I can offer a couple of strategies here.

I think both are more efficient that the Summation() operator you're currently using. I can't say they are the most efficient possible though.

1) Use the Sum() function on a matrix.


If(Row()<:Moving Avg Window,


  .,


  Sum( :Current[Index( Row() - (:Moving Avg Window - 1), Row() )] ) / :Moving Avg Window


)



6275_JMPScreenSnapz003.png

This takes advantage of the speed of the matrix operation. The subscript of the Current column in this formula is a matrix of the row numbers from the start of the moving average window to the current row number. My subscripting the column this way JMP returns a matrix and the Sum function is relatively efficient over a matrix.

An even faster way though is to calculate this moving average over two columns. The first column simply maintains a moving sum by adding the value of Current in one row to the value of the rolling sum in the previous row and then subtracting the value of Current from the row at the beginning of the window.

Here's the formula for Moving Sum.


If(Row()<=:Moving Avg Window,


  If( Row() == 1,


  :Current,


  Lag( :Name( "moving sum(x)" ), 1 ) + :Current


  ),


  (Lag( :Name( "moving sum(x)" ), 1 ) + :Current) -


  Lag( :Current, :Moving Avg Window )


)



6276_JMPScreenSnapz004.png

Then it's easy to have a column that divides Moving Sum by the Moving Avg Window.


If(Row()>=:Moving Avg Window,


  :Name( "moving sum(x)" ) / :Moving Avg Window,


  .


)



6277_JMPScreenSnapz005.png

I'm attaching a data table that shows both of these methods. In the data table the Moving Avg Window is a Data Table Variable.

To see the efficiency of the second method in this data table you may want to suppress the evaluation of the of the Moving Avg(x) column first.

-Jeff

-Jeff
4 REPLIES
Solution

I can offer a couple of strategies here.

I think both are more efficient that the Summation() operator you're currently using.

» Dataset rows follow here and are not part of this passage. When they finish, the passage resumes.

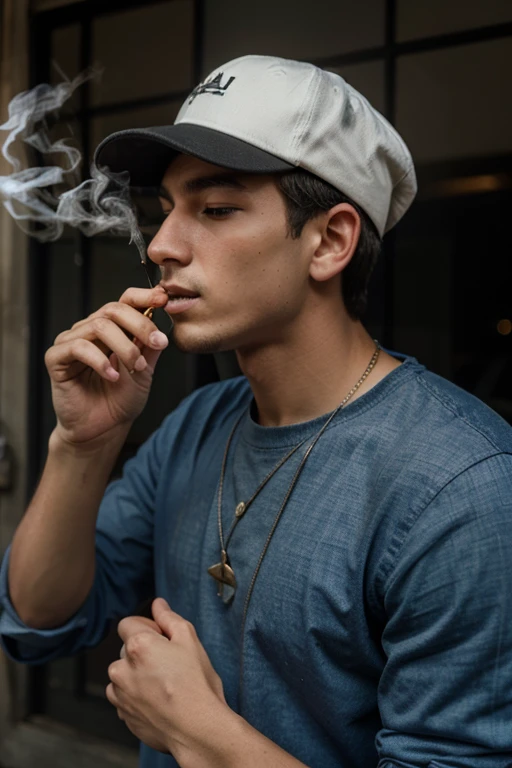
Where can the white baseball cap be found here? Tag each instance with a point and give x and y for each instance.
(261, 114)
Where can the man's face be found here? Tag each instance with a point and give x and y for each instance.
(225, 237)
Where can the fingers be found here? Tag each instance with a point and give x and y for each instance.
(142, 298)
(133, 624)
(132, 322)
(68, 360)
(116, 328)
(172, 624)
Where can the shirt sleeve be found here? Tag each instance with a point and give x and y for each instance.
(124, 567)
(445, 695)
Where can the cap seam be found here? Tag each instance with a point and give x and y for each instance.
(249, 138)
(308, 112)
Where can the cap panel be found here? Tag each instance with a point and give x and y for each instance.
(245, 99)
(262, 114)
(352, 147)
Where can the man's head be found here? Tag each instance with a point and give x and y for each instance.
(304, 131)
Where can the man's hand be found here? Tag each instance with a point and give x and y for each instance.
(164, 686)
(94, 394)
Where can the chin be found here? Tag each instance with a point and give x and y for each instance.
(199, 345)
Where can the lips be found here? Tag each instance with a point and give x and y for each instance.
(177, 292)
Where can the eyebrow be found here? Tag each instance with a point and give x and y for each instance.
(200, 183)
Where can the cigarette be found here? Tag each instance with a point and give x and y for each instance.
(148, 313)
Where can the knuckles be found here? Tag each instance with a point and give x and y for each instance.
(137, 645)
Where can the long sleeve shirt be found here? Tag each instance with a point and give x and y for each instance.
(379, 629)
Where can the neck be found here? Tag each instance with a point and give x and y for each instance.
(310, 371)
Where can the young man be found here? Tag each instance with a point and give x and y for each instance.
(333, 529)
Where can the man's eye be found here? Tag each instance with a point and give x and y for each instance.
(219, 213)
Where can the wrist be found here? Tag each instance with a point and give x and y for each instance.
(103, 445)
(217, 744)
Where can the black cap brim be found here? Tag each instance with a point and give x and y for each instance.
(147, 152)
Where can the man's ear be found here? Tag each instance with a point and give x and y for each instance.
(339, 229)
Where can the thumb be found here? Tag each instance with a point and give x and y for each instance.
(163, 615)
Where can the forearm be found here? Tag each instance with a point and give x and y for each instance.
(51, 567)
(232, 742)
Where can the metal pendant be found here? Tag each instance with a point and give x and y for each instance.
(225, 578)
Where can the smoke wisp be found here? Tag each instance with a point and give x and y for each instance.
(99, 204)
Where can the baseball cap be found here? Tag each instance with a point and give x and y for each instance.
(262, 114)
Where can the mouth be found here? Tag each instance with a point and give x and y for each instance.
(180, 302)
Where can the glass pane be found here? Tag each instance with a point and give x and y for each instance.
(451, 104)
(46, 5)
(65, 61)
(65, 55)
(152, 52)
(104, 125)
(368, 79)
(436, 17)
(451, 307)
(290, 28)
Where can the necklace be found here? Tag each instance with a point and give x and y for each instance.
(223, 572)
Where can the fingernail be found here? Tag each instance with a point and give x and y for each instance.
(112, 373)
(158, 339)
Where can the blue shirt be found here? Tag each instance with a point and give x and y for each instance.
(379, 631)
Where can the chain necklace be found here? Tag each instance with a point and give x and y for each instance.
(223, 572)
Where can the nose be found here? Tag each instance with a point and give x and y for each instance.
(170, 242)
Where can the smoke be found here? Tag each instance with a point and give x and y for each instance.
(99, 204)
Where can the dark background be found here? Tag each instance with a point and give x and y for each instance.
(438, 70)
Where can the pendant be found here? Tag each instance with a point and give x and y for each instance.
(225, 578)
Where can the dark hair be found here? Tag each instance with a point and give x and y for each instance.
(306, 196)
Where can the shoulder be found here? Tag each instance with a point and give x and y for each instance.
(435, 426)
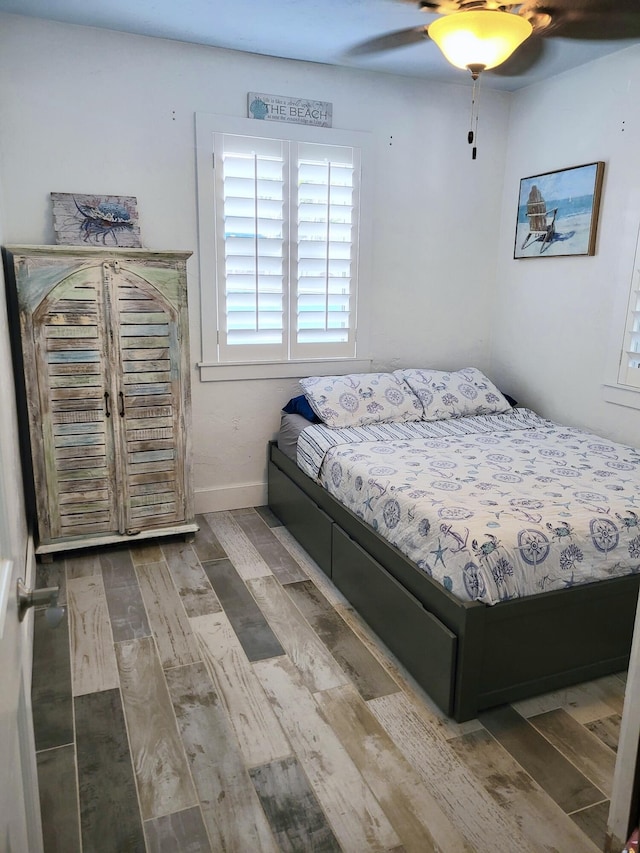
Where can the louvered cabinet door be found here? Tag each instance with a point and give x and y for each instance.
(151, 400)
(71, 409)
(104, 354)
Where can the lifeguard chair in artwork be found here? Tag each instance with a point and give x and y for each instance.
(541, 221)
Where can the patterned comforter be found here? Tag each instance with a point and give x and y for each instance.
(492, 507)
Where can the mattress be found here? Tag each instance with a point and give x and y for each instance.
(493, 507)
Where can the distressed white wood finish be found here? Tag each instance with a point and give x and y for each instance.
(416, 816)
(353, 812)
(585, 702)
(246, 560)
(93, 660)
(168, 621)
(258, 731)
(542, 823)
(232, 813)
(159, 760)
(583, 749)
(106, 368)
(469, 807)
(318, 669)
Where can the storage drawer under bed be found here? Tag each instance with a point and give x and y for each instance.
(426, 647)
(302, 517)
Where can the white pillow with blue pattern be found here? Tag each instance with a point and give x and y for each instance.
(361, 398)
(456, 394)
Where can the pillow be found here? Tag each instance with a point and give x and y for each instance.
(454, 395)
(361, 398)
(300, 406)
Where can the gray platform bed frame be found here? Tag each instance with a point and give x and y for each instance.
(468, 656)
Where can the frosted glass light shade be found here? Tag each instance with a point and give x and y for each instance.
(484, 38)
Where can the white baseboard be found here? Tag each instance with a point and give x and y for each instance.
(230, 497)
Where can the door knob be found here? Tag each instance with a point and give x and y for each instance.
(32, 597)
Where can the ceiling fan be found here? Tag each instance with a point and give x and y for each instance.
(507, 35)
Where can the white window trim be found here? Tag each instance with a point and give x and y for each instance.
(613, 391)
(210, 368)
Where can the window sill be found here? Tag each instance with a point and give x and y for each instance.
(282, 370)
(622, 395)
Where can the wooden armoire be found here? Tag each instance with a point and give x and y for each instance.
(103, 367)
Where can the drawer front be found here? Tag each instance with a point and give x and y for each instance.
(303, 518)
(425, 646)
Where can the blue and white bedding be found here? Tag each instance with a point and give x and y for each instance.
(493, 507)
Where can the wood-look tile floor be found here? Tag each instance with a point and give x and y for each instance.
(223, 696)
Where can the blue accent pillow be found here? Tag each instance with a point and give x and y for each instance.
(301, 406)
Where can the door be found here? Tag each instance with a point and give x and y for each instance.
(71, 406)
(20, 827)
(149, 385)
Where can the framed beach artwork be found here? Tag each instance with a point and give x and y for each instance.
(96, 220)
(558, 212)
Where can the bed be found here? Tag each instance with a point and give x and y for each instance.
(496, 553)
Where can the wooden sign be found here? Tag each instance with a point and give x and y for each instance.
(292, 110)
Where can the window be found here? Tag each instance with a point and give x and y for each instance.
(281, 241)
(630, 360)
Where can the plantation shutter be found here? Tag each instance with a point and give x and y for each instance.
(252, 262)
(630, 361)
(324, 231)
(286, 220)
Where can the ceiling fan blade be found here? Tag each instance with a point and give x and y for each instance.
(597, 20)
(389, 41)
(523, 60)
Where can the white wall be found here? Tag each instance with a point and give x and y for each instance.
(93, 111)
(13, 524)
(558, 322)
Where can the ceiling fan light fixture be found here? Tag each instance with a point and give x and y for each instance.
(479, 39)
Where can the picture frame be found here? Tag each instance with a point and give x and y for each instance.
(558, 212)
(96, 220)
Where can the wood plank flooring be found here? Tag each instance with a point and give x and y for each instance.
(223, 696)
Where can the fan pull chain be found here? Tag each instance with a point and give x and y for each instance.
(472, 136)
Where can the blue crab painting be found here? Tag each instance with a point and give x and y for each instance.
(96, 220)
(103, 220)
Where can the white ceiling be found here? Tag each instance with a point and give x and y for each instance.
(334, 32)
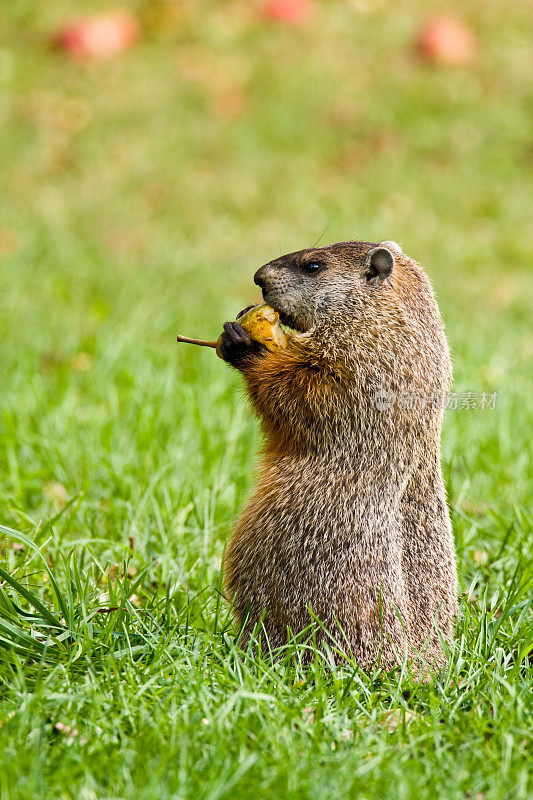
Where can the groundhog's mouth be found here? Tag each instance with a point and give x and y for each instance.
(288, 321)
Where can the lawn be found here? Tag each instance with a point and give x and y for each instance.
(138, 197)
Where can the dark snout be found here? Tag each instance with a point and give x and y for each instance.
(261, 276)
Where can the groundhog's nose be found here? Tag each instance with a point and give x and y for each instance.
(260, 278)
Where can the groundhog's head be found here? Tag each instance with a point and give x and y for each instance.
(308, 286)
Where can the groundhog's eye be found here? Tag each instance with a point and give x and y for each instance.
(313, 266)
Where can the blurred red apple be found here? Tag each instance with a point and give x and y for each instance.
(99, 36)
(446, 40)
(295, 12)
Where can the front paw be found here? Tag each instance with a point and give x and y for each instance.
(236, 345)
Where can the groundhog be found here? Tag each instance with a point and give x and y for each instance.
(348, 523)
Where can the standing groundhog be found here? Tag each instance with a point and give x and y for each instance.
(349, 517)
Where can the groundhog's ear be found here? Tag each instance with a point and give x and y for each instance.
(378, 265)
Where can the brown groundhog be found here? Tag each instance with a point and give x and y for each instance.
(349, 516)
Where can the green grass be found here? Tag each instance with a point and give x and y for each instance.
(138, 197)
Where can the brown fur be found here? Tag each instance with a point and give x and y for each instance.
(349, 515)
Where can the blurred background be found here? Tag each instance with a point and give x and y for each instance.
(155, 154)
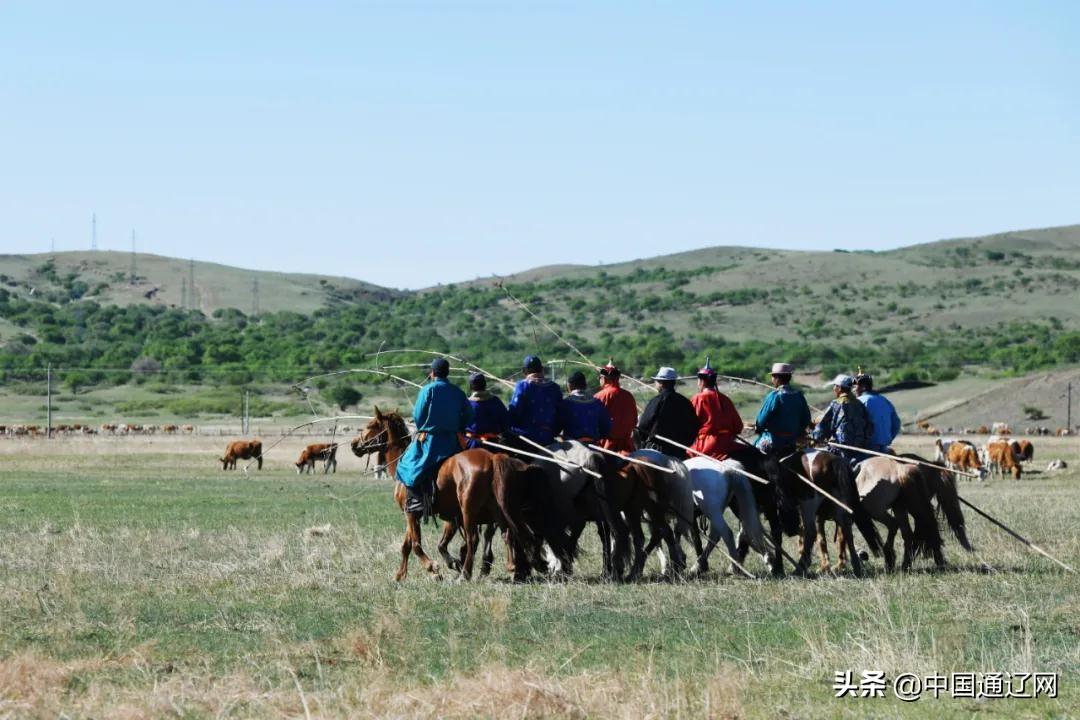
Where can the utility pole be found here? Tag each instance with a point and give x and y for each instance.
(191, 285)
(49, 401)
(133, 270)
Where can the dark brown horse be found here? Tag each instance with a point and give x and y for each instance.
(799, 503)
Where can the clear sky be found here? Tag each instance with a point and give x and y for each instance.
(414, 143)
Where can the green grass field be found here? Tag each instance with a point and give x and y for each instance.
(139, 580)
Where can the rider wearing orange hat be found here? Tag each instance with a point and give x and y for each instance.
(720, 423)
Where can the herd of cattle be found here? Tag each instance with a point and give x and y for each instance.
(996, 429)
(106, 429)
(999, 456)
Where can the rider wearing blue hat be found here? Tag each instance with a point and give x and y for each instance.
(441, 415)
(534, 406)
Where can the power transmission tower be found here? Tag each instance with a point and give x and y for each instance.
(132, 274)
(192, 296)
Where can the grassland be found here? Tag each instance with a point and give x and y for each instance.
(138, 580)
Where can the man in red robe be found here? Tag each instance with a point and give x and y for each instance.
(720, 423)
(621, 408)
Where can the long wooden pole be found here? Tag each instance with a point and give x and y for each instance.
(636, 461)
(996, 521)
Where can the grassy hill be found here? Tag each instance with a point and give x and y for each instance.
(961, 309)
(105, 276)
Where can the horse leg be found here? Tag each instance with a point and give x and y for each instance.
(472, 538)
(823, 544)
(908, 535)
(414, 530)
(449, 529)
(808, 510)
(488, 556)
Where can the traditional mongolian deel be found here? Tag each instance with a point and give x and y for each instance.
(441, 413)
(490, 419)
(782, 420)
(622, 410)
(846, 421)
(672, 416)
(534, 408)
(720, 423)
(883, 419)
(583, 418)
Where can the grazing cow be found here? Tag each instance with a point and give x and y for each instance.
(963, 457)
(324, 451)
(1003, 457)
(242, 450)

I can't say they are the most efficient possible though.

1) Use the Sum() function on a matrix.


If(Row()<:Moving Avg Window,


  .,


  Sum( :Current[Index( Row() - (:Moving Avg Window - 1), Row() )] ) / :Moving Avg Window


)



6275_JMPScreenSnapz003.png

This takes advantage of the speed of the matrix operation. The subscript of the Current column in this formula is a matrix of the row numbers from the start of the moving average window to the current row number. My subscripting the column this way JMP returns a matrix and the Sum function is relatively efficient over a matrix.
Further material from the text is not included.